Friday, August 26, 2005

God Hates Good Charlotte, Too!

Though I'm an Atheist, this latest news has made me falter in my beliefs.

It looks like it's god's plan to get all of today's shitty musicians together in one spot and drown them to death like old-school Bible flood style.

I just hope that Nelly and Ashlee Simpson don't somehow end up on an ark. I'd hate for it to be up to those two to repopulate the musical "talent" pool. I think Ashlee Simpson would try to use a substitute vagina anyway. Not because of how she lip-synched on Saturday Night Live, but because she hates black people.

The hurricane that's supposed to be performing this biblical feat is Hurricane Katrina.
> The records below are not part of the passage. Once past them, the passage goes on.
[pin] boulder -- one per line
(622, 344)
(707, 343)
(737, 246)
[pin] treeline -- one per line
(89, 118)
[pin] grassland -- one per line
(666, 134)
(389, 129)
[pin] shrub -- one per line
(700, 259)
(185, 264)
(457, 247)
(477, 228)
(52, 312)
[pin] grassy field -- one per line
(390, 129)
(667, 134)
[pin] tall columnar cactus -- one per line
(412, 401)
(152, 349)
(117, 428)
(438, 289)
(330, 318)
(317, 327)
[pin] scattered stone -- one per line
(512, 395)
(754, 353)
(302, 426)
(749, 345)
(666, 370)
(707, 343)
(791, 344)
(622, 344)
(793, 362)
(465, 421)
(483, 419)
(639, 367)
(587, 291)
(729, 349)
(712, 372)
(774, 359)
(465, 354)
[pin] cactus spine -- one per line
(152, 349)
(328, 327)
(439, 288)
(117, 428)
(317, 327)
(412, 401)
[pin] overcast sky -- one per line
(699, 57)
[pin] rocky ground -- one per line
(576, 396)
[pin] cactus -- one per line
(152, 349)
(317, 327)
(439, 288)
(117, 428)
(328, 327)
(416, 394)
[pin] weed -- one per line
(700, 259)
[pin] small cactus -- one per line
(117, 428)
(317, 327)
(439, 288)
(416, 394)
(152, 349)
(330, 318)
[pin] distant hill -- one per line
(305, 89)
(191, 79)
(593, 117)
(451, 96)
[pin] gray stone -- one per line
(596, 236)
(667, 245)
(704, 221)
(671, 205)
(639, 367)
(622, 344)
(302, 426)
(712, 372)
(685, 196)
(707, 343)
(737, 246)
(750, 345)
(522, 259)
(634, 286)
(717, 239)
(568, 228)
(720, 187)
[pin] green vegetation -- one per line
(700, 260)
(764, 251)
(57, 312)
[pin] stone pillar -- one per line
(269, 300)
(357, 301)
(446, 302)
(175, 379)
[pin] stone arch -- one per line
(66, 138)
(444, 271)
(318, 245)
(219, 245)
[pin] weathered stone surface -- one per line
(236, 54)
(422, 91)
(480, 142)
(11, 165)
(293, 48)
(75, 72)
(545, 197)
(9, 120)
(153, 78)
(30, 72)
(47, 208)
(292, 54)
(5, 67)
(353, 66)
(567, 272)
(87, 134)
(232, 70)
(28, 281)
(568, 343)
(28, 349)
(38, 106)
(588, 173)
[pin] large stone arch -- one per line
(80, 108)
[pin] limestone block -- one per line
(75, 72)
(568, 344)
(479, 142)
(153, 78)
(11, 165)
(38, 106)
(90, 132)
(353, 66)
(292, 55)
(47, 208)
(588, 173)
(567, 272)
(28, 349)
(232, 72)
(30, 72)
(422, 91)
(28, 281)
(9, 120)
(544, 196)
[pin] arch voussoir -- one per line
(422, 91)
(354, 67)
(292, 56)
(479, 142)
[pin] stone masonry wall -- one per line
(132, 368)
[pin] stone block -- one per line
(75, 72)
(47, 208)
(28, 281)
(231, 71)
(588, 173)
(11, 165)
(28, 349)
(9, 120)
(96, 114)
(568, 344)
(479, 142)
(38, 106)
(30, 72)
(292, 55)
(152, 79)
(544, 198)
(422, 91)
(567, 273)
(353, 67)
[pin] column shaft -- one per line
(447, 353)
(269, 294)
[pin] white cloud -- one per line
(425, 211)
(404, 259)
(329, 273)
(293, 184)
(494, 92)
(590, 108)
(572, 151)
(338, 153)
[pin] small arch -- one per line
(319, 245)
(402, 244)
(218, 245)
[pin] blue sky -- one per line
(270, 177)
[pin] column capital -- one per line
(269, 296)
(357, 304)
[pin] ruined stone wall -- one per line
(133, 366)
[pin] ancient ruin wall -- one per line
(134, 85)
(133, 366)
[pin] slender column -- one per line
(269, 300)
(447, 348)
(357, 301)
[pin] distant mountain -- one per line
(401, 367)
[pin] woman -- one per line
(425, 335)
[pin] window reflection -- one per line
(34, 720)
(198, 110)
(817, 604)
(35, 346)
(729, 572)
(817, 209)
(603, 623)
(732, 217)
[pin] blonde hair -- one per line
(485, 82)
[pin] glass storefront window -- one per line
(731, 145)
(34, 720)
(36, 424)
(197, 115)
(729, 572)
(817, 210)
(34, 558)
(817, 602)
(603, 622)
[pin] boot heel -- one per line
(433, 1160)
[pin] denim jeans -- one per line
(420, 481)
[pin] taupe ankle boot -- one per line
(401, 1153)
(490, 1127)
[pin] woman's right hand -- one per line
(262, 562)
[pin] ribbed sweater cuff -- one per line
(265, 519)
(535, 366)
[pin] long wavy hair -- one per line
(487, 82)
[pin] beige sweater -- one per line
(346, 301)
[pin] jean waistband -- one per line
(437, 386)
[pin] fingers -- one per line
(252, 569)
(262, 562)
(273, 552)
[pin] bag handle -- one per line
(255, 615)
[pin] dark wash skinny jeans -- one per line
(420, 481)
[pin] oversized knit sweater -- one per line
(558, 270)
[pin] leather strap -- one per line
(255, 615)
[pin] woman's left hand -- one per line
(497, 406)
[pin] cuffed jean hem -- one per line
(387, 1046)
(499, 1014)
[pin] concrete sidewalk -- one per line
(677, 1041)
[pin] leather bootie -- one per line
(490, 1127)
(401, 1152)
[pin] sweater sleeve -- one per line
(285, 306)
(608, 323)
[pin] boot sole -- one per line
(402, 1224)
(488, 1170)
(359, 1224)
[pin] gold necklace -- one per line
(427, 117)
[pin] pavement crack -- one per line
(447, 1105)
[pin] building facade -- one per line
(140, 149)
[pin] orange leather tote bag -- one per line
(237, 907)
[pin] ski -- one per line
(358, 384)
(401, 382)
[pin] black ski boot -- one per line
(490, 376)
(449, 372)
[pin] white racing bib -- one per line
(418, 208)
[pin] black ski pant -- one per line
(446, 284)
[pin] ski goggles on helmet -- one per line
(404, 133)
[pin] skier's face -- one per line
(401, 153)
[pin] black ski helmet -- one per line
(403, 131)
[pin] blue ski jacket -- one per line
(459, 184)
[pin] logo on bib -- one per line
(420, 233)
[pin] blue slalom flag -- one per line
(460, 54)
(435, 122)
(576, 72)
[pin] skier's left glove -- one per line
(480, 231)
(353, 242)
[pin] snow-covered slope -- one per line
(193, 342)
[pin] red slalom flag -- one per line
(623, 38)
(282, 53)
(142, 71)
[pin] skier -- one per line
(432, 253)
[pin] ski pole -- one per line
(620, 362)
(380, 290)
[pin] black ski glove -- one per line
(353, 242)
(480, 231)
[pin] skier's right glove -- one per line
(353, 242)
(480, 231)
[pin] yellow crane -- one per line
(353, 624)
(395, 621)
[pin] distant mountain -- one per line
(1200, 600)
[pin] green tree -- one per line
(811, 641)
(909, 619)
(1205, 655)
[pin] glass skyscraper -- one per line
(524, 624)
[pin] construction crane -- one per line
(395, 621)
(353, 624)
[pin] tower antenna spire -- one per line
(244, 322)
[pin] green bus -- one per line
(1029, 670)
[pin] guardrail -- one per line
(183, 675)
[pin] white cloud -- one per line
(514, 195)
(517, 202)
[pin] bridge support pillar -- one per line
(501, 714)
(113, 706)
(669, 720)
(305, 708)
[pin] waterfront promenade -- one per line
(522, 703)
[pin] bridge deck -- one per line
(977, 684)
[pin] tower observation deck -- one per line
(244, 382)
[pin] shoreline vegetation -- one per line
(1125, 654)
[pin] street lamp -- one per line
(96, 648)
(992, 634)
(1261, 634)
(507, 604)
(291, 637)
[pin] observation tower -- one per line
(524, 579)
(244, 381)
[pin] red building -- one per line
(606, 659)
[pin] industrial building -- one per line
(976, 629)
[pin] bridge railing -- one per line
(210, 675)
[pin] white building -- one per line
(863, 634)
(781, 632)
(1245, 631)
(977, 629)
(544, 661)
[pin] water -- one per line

That's kind of a wussy name. If the government was smart, they would turn these disasters into money-making opportunities. They could counter-balance rising gas prices with the revenue generated by corporate branding.

For example, instead of being Hurricane Katrina, reporters would be forced to refer to it as "Hurricane Best Buy: Destroying homes--and prices on electronics--near you!"

They could even turn negatives into positives retro-actively. Remember the Holocaust? From now on, it's the Jimmy Dean's All-Beef Kosher Franks Holocaust. And September Eleventh will be the Nestle Crunch Terrorist Attacks of September Eleventh.

Everybody wins (except for the terrorists).

Interesting thought of the day:
Waffle irons, contrary to their name, do not get the wrinkles out of waffles. In fact, they encourage them.

2 comments:

Anonymous said...

If press someone's face down on a hot waffle iron you can use their face as tic tac toe board until their burns heal.

If you're lucky, it will leave scar tissue and the fun will never end.

Hugs and kisses,
Agon

Unknown said...

thats a good idea. you can also play chess!!!